Nginx proxy pass generating 404 errors

We had an interesting problem from one of our clients today. They were trying to add a proxy pass rule to an existing Nginx based webserver, but the URLs kept generating 404 errors on the server doing the proxying with nothing registering on the server being proxied to. Frustrated after trying various suggestions returned by Internet searches they asked us to take a look.

So they had a simple proxy pass snippet like this:

 
proxy_redirect off;
proxy_set_header X-Real-IP $remote_addr;
proxy_set_header X-Forwarded-For $proxy_add_x_forwarded_for;
proxy_http_version 1.1;

location /proxyit/ {
  proxy_set_header Host example.com;
  proxy_pass http://example.com:80/;
}

What’s wrong with that, why might it not work? Well nothing is actually wrong with that and it would work in a simple Nginx configration. Much of the advice you’ll see online will tell you to drop or add trailing slashes and they had spent some time trying and trying this again.

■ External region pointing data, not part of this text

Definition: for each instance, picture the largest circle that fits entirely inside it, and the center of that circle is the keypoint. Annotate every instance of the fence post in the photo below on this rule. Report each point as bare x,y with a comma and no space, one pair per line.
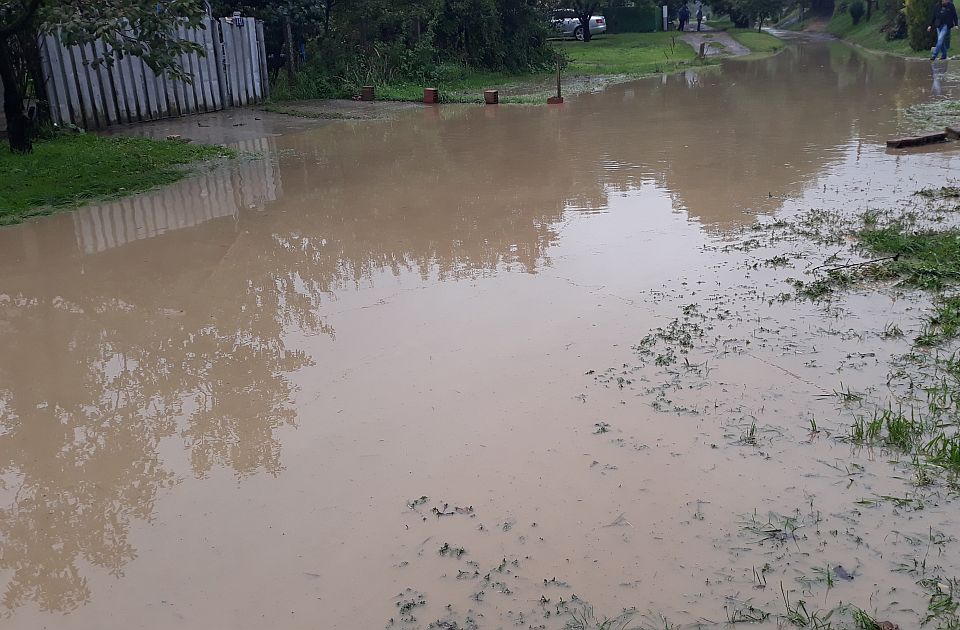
217,32
262,54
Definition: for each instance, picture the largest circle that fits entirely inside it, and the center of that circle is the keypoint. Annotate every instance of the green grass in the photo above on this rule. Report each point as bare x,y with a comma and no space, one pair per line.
71,170
758,43
632,54
868,35
626,54
925,259
605,59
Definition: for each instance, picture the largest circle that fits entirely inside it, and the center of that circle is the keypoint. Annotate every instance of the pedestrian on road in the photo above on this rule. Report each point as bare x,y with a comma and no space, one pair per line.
944,18
684,16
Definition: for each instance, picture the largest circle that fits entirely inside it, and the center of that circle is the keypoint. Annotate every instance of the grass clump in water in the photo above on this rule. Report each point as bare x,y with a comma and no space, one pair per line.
71,170
923,259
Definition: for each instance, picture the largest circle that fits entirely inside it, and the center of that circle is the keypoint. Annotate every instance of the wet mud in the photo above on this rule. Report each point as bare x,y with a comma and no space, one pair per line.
482,368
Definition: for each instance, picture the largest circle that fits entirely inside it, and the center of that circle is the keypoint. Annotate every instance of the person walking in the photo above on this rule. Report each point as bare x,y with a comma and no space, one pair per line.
684,17
944,18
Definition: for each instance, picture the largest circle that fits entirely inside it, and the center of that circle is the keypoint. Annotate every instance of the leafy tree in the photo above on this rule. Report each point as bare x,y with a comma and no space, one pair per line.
129,27
856,11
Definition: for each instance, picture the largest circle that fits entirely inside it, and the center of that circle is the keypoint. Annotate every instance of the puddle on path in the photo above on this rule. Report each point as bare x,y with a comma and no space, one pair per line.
221,403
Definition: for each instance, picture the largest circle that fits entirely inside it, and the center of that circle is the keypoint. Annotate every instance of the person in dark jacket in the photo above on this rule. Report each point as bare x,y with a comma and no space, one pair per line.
944,18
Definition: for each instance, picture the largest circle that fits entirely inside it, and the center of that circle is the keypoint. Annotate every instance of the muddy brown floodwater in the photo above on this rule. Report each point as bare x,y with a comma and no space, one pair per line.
395,374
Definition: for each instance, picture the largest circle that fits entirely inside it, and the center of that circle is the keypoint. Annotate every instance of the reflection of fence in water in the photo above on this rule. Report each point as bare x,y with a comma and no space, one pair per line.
199,198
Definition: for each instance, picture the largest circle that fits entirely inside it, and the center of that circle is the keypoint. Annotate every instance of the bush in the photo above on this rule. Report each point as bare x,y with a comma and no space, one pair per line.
918,13
856,11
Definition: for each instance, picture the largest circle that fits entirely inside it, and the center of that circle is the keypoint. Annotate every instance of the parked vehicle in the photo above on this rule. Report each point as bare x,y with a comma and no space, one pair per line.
567,24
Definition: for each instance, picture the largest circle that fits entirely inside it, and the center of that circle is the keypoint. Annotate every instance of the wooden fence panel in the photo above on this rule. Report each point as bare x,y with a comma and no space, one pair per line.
232,72
53,73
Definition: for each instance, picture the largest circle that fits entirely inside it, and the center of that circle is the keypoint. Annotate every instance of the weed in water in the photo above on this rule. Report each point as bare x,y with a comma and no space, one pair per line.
585,619
863,620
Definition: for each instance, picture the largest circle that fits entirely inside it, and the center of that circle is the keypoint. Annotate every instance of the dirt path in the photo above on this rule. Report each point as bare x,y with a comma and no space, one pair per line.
494,367
718,43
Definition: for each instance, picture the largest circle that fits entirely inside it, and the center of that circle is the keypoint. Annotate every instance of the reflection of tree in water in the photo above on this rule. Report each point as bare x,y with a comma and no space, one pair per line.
182,335
91,385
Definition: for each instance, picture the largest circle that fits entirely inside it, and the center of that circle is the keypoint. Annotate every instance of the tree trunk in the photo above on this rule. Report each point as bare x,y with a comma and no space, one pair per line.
288,35
31,54
18,124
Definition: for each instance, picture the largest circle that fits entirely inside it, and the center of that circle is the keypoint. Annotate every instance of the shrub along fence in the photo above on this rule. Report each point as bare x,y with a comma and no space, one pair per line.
233,72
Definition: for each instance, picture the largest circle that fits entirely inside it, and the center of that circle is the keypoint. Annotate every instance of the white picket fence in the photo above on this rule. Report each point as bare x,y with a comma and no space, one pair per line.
233,72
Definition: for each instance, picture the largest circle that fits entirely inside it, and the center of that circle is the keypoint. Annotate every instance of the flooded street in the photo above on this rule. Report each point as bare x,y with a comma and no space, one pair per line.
476,368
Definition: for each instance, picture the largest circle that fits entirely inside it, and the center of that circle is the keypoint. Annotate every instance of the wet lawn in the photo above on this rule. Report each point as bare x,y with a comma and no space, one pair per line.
634,54
69,171
630,55
868,35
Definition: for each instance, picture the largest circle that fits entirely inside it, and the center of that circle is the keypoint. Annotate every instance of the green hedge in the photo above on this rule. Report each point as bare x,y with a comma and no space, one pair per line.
643,19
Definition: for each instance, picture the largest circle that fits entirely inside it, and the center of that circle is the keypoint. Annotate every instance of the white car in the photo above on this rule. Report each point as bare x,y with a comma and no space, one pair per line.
568,25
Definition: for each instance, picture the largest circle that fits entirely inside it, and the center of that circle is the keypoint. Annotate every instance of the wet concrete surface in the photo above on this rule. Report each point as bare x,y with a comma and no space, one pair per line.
395,372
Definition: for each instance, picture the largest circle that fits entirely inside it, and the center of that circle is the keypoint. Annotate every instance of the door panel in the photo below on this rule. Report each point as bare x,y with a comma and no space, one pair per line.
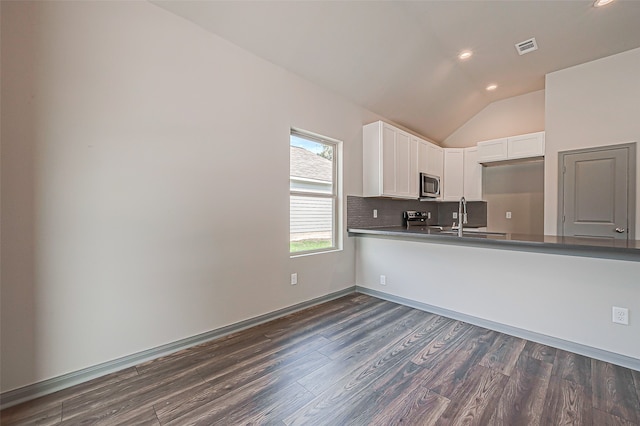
596,194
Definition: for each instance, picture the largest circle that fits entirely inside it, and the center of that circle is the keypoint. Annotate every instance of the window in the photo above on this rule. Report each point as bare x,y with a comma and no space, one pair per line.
314,190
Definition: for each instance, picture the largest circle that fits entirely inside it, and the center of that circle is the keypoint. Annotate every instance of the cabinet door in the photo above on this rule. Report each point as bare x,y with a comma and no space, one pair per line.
423,156
388,160
453,181
493,150
435,160
525,146
416,168
472,175
403,165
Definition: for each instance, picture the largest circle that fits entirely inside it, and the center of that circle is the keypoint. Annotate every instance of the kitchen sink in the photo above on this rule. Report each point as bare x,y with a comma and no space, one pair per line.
473,233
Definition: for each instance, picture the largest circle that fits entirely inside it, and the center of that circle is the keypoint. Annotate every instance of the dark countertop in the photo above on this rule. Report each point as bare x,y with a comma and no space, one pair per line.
588,247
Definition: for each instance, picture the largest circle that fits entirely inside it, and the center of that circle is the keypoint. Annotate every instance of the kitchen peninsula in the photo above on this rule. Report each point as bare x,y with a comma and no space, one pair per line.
590,247
549,289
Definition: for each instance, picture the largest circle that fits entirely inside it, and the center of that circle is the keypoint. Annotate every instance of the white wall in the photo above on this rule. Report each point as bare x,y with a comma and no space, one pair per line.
560,296
508,117
592,104
145,172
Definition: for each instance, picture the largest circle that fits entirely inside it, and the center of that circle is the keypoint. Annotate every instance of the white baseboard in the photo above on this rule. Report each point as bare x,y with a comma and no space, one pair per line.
45,387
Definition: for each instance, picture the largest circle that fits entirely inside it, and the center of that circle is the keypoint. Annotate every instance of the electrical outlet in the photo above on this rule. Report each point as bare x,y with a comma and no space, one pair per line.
620,315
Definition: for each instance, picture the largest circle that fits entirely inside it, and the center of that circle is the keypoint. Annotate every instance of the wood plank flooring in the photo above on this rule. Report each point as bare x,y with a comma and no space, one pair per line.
356,360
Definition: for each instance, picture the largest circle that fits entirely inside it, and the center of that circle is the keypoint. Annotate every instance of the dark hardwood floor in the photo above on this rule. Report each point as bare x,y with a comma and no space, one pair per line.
357,360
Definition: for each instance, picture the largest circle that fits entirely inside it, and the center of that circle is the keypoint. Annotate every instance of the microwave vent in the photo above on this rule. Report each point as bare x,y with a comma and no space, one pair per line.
527,46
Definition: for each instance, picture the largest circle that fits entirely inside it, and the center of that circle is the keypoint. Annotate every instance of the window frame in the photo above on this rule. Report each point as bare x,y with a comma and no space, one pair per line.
335,195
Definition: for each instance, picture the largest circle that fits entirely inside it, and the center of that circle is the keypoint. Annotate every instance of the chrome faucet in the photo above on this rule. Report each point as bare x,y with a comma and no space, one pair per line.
462,215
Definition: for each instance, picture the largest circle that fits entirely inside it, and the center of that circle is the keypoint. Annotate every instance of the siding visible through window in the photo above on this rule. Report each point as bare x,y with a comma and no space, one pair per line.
313,207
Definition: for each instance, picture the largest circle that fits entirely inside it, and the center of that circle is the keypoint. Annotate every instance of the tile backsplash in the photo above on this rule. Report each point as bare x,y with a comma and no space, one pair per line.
360,212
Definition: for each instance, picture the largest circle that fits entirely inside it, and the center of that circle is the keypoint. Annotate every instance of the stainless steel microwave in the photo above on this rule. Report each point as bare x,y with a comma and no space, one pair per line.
429,186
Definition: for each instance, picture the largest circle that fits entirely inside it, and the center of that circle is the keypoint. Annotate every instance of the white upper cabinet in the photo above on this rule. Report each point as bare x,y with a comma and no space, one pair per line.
493,150
472,175
388,168
453,180
526,146
512,148
435,160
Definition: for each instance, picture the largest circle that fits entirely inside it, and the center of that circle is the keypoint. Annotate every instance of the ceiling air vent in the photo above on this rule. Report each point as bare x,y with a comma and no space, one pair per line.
527,46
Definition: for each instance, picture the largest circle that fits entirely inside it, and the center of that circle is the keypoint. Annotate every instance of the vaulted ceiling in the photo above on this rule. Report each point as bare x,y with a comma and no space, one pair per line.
399,59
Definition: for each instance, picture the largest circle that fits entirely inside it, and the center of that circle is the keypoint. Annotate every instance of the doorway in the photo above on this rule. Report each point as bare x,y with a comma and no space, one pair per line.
597,192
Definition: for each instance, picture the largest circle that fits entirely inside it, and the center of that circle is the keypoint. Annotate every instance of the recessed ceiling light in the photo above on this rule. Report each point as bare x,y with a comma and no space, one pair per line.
465,54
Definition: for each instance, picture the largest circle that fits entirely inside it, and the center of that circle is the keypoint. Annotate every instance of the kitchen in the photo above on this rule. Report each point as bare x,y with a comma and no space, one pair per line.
124,155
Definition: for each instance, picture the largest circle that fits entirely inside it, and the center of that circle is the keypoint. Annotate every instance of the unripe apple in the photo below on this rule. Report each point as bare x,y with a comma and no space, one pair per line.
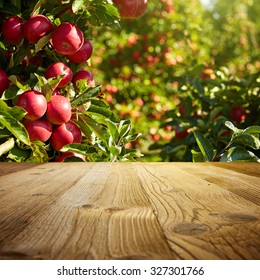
58,69
83,75
36,27
67,38
12,30
34,103
83,54
58,110
38,130
64,134
4,81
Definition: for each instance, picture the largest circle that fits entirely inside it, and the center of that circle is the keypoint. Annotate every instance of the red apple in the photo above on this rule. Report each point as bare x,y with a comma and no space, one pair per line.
131,8
12,30
64,134
83,54
67,38
238,114
38,130
58,109
56,92
65,155
34,103
83,75
4,81
36,27
58,69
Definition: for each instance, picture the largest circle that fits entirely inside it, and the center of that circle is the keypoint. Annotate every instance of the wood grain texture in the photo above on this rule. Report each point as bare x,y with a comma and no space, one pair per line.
129,211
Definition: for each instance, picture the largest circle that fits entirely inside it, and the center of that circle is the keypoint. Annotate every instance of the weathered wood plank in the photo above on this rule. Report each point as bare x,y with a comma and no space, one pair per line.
233,178
79,211
9,167
200,219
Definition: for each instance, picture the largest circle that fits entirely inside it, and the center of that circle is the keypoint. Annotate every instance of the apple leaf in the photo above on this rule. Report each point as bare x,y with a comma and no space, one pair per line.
239,154
252,129
248,140
9,117
205,146
7,146
82,149
42,42
197,156
104,112
84,97
77,5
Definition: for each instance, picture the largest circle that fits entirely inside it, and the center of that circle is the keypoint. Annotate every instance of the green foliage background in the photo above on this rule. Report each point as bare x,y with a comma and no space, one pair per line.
154,63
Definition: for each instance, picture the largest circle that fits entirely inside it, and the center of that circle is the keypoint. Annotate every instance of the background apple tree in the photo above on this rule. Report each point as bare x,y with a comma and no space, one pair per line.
51,108
188,78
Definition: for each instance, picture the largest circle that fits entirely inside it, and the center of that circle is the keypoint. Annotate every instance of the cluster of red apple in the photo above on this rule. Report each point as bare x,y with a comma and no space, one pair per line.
50,119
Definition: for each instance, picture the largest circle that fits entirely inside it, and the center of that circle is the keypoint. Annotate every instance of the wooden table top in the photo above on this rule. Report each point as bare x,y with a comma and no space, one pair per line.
130,211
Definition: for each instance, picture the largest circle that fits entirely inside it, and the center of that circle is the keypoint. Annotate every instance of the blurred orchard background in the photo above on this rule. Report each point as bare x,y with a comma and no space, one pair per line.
184,67
179,83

The problem in this case actually came from the URLs they wanted to proxy and other items in their Nginx configuration. The URLs were for images and PHP scripts on the example.com server, but their Nginx configuration had other blocks that also dealt with PHP and Images, in this case a PHP block to pass to a FastCGI processor:

 
location ~ \.php$ {
	# ...
}

And another rather innocent block to add some caching headers to images:

location ~* \.(?:js|css|png|jpg|jpeg|gif|ico)$ {
  expires 30d;
  log_not_found off;
}

Now the problem may be more obvious to those familiar with the precedence of location blocks in Nginx, but is frustrating otherwise because there is nothing syntactically wrong with the original proxy pass. All the requests for images and PHP scripts were however being processed by these two blocks in preference to the Proxy pass despite that block apparently matching. This is because regular expression blocks have higher precedence than bare location matches.

The solution? Simple two characters ^~. Changing the proxy location block to:

proxy_redirect off;
proxy_set_header X-Real-IP $remote_addr;
proxy_set_header X-Forwarded-For $proxy_add_x_forwarded_for;
proxy_http_version 1.1;

location ^~ /proxyit/ {
  proxy_set_header Host example.com;
  proxy_pass http://example.com:80/;
}

Gave it a higher precedence and now all the Images and PHP URLS starting with /proxyit/ were correctly sent back to the example.com server.